Use Discord webhooks so alerts land where your team already lives; a simple curl to a webhook URL is enough.
Alert on sustained conditions, not single blips: "down for 3 consecutive checks" beats "one failed ping."
Use hysteresis: fire when CPU stays above 90% for five minutes, recover below 75%, so you don't get a flapping storm.
Separate severity: a full disk or crash loop should ping a person; a brief tickrate dip can sit on the dashboard.

Logs and Crash Loops

Uptime checks tell you the server is down; logs tell you why and help you catch a crash loop before it empties the room.
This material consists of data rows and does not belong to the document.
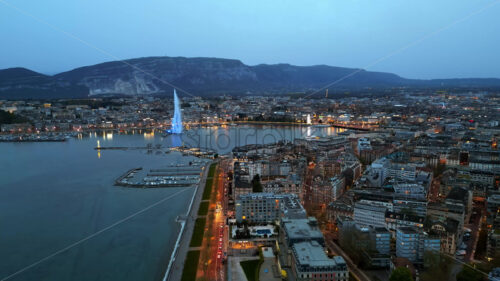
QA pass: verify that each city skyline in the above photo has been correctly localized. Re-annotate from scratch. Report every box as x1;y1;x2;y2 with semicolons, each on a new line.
2;1;500;281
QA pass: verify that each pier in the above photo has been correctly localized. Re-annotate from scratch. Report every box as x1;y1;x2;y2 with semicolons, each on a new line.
114;165;204;188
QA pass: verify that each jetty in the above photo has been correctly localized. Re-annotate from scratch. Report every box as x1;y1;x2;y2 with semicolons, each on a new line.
114;164;204;188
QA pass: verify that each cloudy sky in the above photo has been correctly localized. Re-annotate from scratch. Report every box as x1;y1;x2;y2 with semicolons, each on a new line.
0;0;499;79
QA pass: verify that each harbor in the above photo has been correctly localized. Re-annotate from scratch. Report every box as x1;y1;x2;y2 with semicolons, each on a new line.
0;133;76;142
115;164;205;188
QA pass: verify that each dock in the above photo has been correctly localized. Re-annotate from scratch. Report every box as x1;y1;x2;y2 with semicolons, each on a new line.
114;165;204;188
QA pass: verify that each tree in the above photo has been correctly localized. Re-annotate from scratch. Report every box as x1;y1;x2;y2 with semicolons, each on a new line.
433;163;446;177
456;265;483;281
252;174;263;192
0;110;29;125
420;252;453;281
338;226;375;268
400;207;415;217
389;267;413;281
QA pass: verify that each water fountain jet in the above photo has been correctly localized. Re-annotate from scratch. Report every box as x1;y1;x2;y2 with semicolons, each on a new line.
166;89;183;134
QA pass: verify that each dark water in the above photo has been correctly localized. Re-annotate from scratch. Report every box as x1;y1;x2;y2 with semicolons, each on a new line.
0;125;339;281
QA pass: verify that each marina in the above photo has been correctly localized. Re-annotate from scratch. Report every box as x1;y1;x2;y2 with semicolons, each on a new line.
115;164;205;188
0;133;75;142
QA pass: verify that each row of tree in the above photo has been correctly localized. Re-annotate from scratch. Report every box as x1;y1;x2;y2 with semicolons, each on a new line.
0;110;29;125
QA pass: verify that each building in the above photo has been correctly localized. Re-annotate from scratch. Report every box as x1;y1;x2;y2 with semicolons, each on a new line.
330;176;346;201
280;217;324;247
392;197;428;218
353;201;387;229
337;216;356;243
385;211;425;238
445;186;473;223
263;176;302;198
291;240;349;281
392;183;427;199
396;227;420;262
327;200;354;223
488;229;500;259
372;227;391;255
280;217;325;266
422;234;441;257
427;202;465;236
235;193;306;223
396;227;441;263
358;137;372;152
426;218;460;255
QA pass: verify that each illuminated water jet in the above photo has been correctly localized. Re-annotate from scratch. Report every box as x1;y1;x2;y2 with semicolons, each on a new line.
166;89;183;134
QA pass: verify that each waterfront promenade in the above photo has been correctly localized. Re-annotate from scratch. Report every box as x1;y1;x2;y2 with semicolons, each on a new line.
164;160;212;281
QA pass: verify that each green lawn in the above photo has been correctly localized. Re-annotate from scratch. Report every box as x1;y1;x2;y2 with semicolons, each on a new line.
208;163;216;178
180;250;201;281
202;178;213;200
202;163;217;200
198;201;209;216
240;259;260;281
189;218;206;247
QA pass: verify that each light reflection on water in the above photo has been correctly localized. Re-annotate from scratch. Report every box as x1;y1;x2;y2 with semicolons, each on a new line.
89;125;342;155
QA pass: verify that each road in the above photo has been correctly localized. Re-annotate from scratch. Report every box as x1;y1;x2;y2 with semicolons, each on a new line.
324;233;372;281
428;174;442;202
465;205;484;262
197;160;229;281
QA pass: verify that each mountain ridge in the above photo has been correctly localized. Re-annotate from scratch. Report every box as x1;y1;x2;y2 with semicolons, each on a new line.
1;56;500;99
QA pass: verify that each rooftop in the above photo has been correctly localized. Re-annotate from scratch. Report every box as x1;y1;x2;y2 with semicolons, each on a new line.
293;240;345;267
398;226;419;234
282;217;324;241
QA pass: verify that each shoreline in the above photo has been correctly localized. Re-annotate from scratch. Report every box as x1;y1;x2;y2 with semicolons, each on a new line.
0;121;369;140
162;184;196;281
161;161;211;281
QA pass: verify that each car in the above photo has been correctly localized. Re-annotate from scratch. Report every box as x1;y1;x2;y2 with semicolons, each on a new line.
217;254;221;259
219;238;222;242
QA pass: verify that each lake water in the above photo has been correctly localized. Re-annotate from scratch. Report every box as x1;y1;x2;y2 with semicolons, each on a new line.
0;125;340;281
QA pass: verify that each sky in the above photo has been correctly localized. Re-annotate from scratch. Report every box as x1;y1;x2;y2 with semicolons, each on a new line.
0;0;499;79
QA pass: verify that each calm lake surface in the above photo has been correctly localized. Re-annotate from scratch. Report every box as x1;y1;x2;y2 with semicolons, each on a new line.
0;125;340;281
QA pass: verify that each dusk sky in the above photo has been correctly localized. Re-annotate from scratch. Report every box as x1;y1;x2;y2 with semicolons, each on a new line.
1;0;499;79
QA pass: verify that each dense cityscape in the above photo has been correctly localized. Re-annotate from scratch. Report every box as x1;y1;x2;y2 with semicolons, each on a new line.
2;90;500;281
2;1;500;281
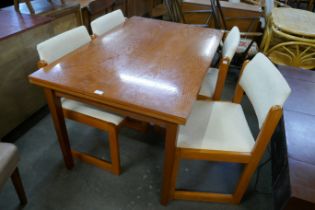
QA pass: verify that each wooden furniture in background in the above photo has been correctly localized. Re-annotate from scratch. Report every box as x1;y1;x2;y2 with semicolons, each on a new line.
14;0;65;14
169;53;291;204
272;65;315;210
261;8;315;69
126;0;161;17
85;0;115;33
36;26;123;175
182;0;262;31
150;0;167;19
0;1;82;140
0;142;27;205
29;17;223;205
183;0;262;64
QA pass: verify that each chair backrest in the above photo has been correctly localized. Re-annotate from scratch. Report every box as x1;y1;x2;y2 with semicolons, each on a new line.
91;9;126;36
37;26;91;64
239;53;291;128
222;26;241;61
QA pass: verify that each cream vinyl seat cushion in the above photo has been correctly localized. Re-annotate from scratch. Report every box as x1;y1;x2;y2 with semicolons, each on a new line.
37;26;123;127
199;68;219;97
178;101;255;152
62;99;124;126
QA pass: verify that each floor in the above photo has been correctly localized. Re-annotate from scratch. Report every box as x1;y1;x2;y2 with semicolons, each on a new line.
0;74;273;210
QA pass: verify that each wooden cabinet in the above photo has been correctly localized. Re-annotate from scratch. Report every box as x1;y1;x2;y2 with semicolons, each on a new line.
126;0;160;17
0;2;81;138
182;0;262;31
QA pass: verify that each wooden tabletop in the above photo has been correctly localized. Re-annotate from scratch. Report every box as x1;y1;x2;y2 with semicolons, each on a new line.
272;8;315;38
278;65;315;203
29;17;222;124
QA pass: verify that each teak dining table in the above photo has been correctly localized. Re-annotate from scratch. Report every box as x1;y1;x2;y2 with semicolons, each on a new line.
28;16;222;205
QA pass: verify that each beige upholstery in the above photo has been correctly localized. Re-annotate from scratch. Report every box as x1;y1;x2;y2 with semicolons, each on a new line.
62;99;124;125
0;142;27;205
36;25;123;129
182;53;291;151
171;53;291;204
0;143;19;189
199;26;240;98
37;26;91;64
178;101;255;152
222;26;241;59
240;53;291;128
36;25;124;174
91;9;126;36
199;68;219;97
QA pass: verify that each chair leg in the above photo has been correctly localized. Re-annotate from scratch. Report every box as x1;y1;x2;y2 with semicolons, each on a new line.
169;150;180;200
233;162;258;203
108;126;120;175
11;168;27;205
25;0;35;14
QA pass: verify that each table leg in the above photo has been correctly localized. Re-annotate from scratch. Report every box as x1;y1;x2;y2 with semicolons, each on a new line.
160;123;178;205
44;88;74;169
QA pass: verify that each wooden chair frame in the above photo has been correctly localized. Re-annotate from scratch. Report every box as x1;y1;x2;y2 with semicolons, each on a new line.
197;57;230;101
38;58;121;175
170;60;283;203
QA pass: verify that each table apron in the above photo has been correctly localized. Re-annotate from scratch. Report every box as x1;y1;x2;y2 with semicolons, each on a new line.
55;90;181;128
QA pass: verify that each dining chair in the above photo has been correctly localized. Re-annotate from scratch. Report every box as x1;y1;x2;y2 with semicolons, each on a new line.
199;26;240;100
0;142;27;205
91;9;126;36
36;26;124;175
85;0;116;34
169;53;291;203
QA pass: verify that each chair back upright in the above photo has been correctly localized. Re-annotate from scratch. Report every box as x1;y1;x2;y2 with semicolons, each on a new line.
37;26;91;64
91;9;126;36
222;26;241;62
238;53;291;129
A crash loop fools a naive monitor: the process keeps coming back, so the port test passes intermittently while players never stay connected.

Tail the server console to a file and watch for repeated stack traces or the same resource erroring on every boot.
Count restarts per hour; more than a couple of unscheduled ones is a loop, and it should alert loudly.
Watch for the lines that precede a hang: script timeouts, OneSync errors, or a resource that never finishes loading.
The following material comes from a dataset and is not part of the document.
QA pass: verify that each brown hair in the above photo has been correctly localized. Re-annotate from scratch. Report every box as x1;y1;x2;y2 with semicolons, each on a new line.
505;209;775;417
When a loop starts, the fastest recovery is usually rolling back the last resource you changed.

A Dashboard the Whole Team Can Read

Your monitoring is only as good as the people who read it. Build one Grafana dashboard, pinned in your staff Discord, that a non-technical moderator can glance at: a green/red "is it up" panel, player count, host CPU and RAM, and frame time. Keep it to one screen so a mod can answer "is the server okay right now?" in two seconds.

Tuning, Protection and Better Building Blocks

Monitoring tells you something is wrong; fixing the cause is the next step. When your graphs point at frame time and resource load, dig into deeper performance tuning to find which scripts are burning your tick budget. Many "crashes" are really attacks or abuse, so pairing dashboards with proper server protection and health checks closes that gap. The best long-term fix is upstream: running well-built scripts that don't leak memory or stall the main thread means fewer alerts to begin with.

The payoff isn't fancy graphs; it's that you stop being surprised. You catch the failed restart at 3am from an alert instead of a player complaint at noon, and you spot a resource leak on a trend line days before it crashes the box. Start with one external check on :30120/dynamic.json and a Discord webhook today, then add the rest of the stack as you grow.